Understanding the Differences Between CNN, DNN, and RNN

Broadly speaking, NN (or the more elegant DNN) can indeed be considered to encompass specific variants like CNN and RNN. In practical applications, the so-called deep neural network DNN often integrates various known structures, including convolutional layers or LSTM units. However, based on the question posed, the DNN here should specifically refer to a fully connected neural structure, excluding convolutional units or temporal associations.

Therefore, it is entirely reasonable for the questioner to compare DNN, CNN, and RNN. In fact, if we trace the evolution of neural network technology, it becomes easy to understand the original intentions behind the invention of these network structures and their essential differences. Neural network technology originated in the 1950s and 1960s, initially called perceptron, which had an input layer, an output layer, and one hidden layer. The input feature vector is transformed through the hidden layer to reach the output layer, where classification results are obtained.

The early promoter of the perceptron was Rosenblatt. (A tangential note: Due to the limitations of computing technology at the time, the perceptron’s transfer function was mechanically implemented by adjusting resistance using a wire to pull a variable resistor. Just imagine scientists tangled in a mass of wires…) However, Rosenblatt’s single-layer perceptron had a serious flaw: it was incapable of handling even slightly more complex functions (for example, the classic XOR operation).

If it can’t even fit the XOR function, what practical uses can you expect from it? o(╯□╰)o With the advancement of mathematics, this flaw was not overcome until the 1980s by a group of experts including Rumelhart, Williams, Hinton, and LeCun, who invented the multilayer perceptron. A multilayer perceptron, as the name suggests, has multiple hidden layers (obvious, right?). Now, let’s take a look at the structure of a multilayer perceptron:

Figure 1: A multilayer perceptron where all neurons in the upper and lower layers are fully connected

The multilayer perceptron can break free from the constraints of early discrete transfer functions, using continuous functions such as sigmoid or tanh to simulate the response of neurons to stimuli, while employing the backpropagation (BP) algorithm invented by Werbos for training.

Yes, this is what we now refer to as neural networks (NN)—neural networks sound so much more advanced than perceptrons! This once again tells us the importance of having a catchy name for research. The multilayer perceptron solved the previous inability to simulate XOR logic, and having more layers allows the network to better model the complexities of the real world.

It’s believed that young Hinton was certainly riding high at that time. The insight brought by the multilayer perceptron is that the number of layers in a neural network directly determines its ability to model reality—using fewer neurons per layer to fit more complex functions [1]. (As Bengio stated: functions that can be compactly represented by a depth k architecture might require an exponential number of computational elements to be represented by a depth k − 1 architecture.)
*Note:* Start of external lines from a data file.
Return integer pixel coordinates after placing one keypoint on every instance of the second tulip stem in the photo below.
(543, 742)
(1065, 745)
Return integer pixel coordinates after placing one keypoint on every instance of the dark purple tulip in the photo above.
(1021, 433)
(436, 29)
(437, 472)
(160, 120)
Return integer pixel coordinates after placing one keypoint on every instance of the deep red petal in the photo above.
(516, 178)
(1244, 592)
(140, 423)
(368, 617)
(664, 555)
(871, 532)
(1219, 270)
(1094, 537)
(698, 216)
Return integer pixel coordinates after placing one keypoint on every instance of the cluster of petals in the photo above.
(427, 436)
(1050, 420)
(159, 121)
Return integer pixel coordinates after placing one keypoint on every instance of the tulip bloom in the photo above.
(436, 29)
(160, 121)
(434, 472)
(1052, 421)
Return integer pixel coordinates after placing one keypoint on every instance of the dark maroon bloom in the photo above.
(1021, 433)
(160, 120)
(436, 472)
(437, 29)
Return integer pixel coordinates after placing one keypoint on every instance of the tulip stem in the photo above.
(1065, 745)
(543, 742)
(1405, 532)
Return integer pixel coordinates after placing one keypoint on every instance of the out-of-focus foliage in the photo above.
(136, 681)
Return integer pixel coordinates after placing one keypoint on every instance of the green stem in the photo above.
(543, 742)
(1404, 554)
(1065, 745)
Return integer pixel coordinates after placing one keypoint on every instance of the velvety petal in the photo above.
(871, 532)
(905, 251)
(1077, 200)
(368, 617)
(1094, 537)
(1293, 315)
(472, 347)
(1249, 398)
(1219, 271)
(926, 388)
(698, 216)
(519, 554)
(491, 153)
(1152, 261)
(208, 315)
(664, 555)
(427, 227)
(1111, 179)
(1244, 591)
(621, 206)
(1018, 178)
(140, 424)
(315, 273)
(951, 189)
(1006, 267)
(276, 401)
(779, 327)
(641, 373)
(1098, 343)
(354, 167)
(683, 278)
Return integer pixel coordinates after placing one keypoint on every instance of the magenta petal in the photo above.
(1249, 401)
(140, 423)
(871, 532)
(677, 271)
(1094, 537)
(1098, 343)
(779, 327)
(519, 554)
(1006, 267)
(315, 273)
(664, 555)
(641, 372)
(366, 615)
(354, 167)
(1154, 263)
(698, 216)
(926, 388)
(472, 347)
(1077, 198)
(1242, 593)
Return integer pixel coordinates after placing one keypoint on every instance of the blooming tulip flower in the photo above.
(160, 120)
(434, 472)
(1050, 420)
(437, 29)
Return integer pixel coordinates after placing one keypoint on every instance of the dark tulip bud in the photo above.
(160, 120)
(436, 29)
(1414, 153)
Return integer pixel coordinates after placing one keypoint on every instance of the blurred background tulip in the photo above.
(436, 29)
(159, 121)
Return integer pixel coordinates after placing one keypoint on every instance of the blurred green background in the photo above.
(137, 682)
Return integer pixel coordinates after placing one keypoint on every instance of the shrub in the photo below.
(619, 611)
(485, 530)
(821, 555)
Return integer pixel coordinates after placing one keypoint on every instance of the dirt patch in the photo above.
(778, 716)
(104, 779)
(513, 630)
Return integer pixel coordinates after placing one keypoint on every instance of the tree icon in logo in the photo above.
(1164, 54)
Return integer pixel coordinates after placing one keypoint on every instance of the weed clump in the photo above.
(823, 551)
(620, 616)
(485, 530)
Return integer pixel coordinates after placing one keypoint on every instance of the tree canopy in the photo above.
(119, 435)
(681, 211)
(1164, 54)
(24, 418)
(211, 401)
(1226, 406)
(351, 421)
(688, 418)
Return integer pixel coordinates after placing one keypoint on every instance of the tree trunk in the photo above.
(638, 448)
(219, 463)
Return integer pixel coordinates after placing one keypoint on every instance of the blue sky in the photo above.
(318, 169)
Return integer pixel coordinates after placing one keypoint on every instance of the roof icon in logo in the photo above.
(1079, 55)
Even though the experts anticipated that neural networks needed to become deeper, there was always a nightmare lingering. As the number of layers in the neural network increased, the optimization function became increasingly prone to falling into local optima, and this “trap” drifted further away from the true global optimum. Deep networks trained on limited data often performed worse than shallower networks.

Additionally, another issue that cannot be overlooked is that as the number of layers increases, the “vanishing gradient” phenomenon becomes more severe. Specifically, we often use sigmoid as the input-output function for neurons. For a signal with an amplitude of 1, during backpropagation, the gradient decays to 0.25 with each layer it passes through. With many layers, the gradient exponentially decays and the lower layers essentially receive no effective training signal.

In 2006, Hinton alleviated the local optimum problem using a pre-training method, pushing the hidden layers to 7 layers [2], and neural networks truly gained “depth,” thus initiating the wave of deep learning. Here, “depth” does not have a fixed definition—4-layer networks can be considered “deep” in speech recognition, while networks with over 20 layers are common in image recognition.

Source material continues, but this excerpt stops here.